“Well, you and I are going to sit down and talk, and hopefully we’ll come to some kind of agreement before the night is out,” he said slowly.
“And if we don’t?” I asked.
“You’d better hope we do,” he said.
“What I don’t get is this, though,” I added. “If you wanted to talk, why did you send these worthless men to grab me? If you wanted to talk, you would have come alone. You would have picked me up at the park, and we would have handled our business.”
“I don’t handle business with you, Sasha. You must have yourself confused with some of my other girls.” I could hear the sleazy smile on his perverted little face while he spoke to me. His voice sounded so greasy.
“You’re disgusting, Fang,” I told him, and he just laughed. It made my skin crawl to think he might have had another use in mind for me. He might have been thinking about giving me an alternative way out of the mess I’d caused. It was gross to think about. I couldn’t even imagine what it might have been like to be with him. He probably liked all kinds of degrading, kinky sex. I shuddered.
“Well, if you do decide you want to handle business in a different way, you let me know,” he said, and my stomach churned. He was thinking about it.
After everything we’d been through together over the last five years, I couldn’t imagine that he could even look at me and think that way about me. It was appalling to think I was just a piece of meat to him. At the end of the day, I was just another girl.
“When I look at you sometimes, Sasha, I still see the same young girl I picked up off the street, so forgive me if I expect a little more gratitude out of you sometimes.” His tone was growing darker.
I knew what he meant by gratitude. He meant sex. He wanted me to show him how thankful I was for everything he’d done, and he wanted to think of me as the same nineteen-year-old girl I had been when he found me on the street. There was no telling what thoughts and images were running through that sick mind of his while he looked at my backside in the rearview mirror.
I closed my eyes against the horror. I just hoped Cole showed up soon. I hoped I hadn’t burned that bridge by leaving the way I did. I hoped that when he saw that I’d taken the gun, he would know that I was concerned for my safety.
Keep your promise, I thought. Protect me, Cole.
I should have stayed at the apartment. I never should have made that call. I didn’t care how cocky Fang wanted to be about the whole situation, pretending he’d planted the address of his hideout on the street so that Cole and his men would go to the wrong place. If I hadn’t called to tell him that Hell’s Overlords were on their way to kill him, Fang might have been there when they showed up.

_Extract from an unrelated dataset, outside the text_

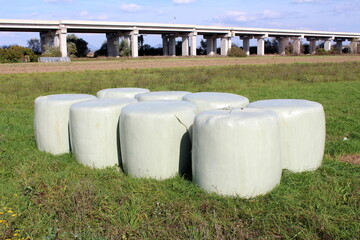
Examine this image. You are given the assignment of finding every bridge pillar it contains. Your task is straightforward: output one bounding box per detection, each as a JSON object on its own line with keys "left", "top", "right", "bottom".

I wouldn’t have been in the back of his car. He would have been shot, and all of this would be over. I could quit and go to live a quiet life with my new man. Cole would take care of me and protect me, and Fang’s organization would have crumbled to the ground as his body fell, limp and lifeless, as Cole’s feet. There wouldn’t have been anyone to track me down, because everyone would have known that I was under the protection of the Overlords.
I would have been untouchable, but most importantly, I would have been free instead of lying in the back of Fang’s black sedan, tied up and listening to him make perverse advances at me after treating me like his daughter for so long.
What the hell had I done?
Chapter 21
I managed to roll over so I could see out the windows. We’d been driving a long time, and it seemed like we should have been wherever we were going pretty quickly. Nothing downtown was ever more than five or ten minutes away, but we’d been driving for what felt like an eternity.
The light outside was beginning to fade. I tried to sit up, but it was difficult with my wrists and ankles tied.
“You think I could get a little help here?” I asked the man in the black suit sitting with his hands on my leg.
“Yeah, sorry,” he said quickly. He let go of my legs so I could put them underneath me. Then, he leaned over and pulled me upright by my arm.
“Thanks,” I said curtly. I could finally sit up and look out the windows. Where the hell were we?
The city was gone somewhere behind us, and in the dying light of dusk, trees rushed by on either side of the interstate. The light outside had already gone from the amber light of sunset to the blue-white light of the coming night. I looked behind us for any single-headlight vehicles, any obvious signs of Cole and his men, but I saw nothing. This stretch of the interstate was never that busy to begin with, but tonight it was simply vacant.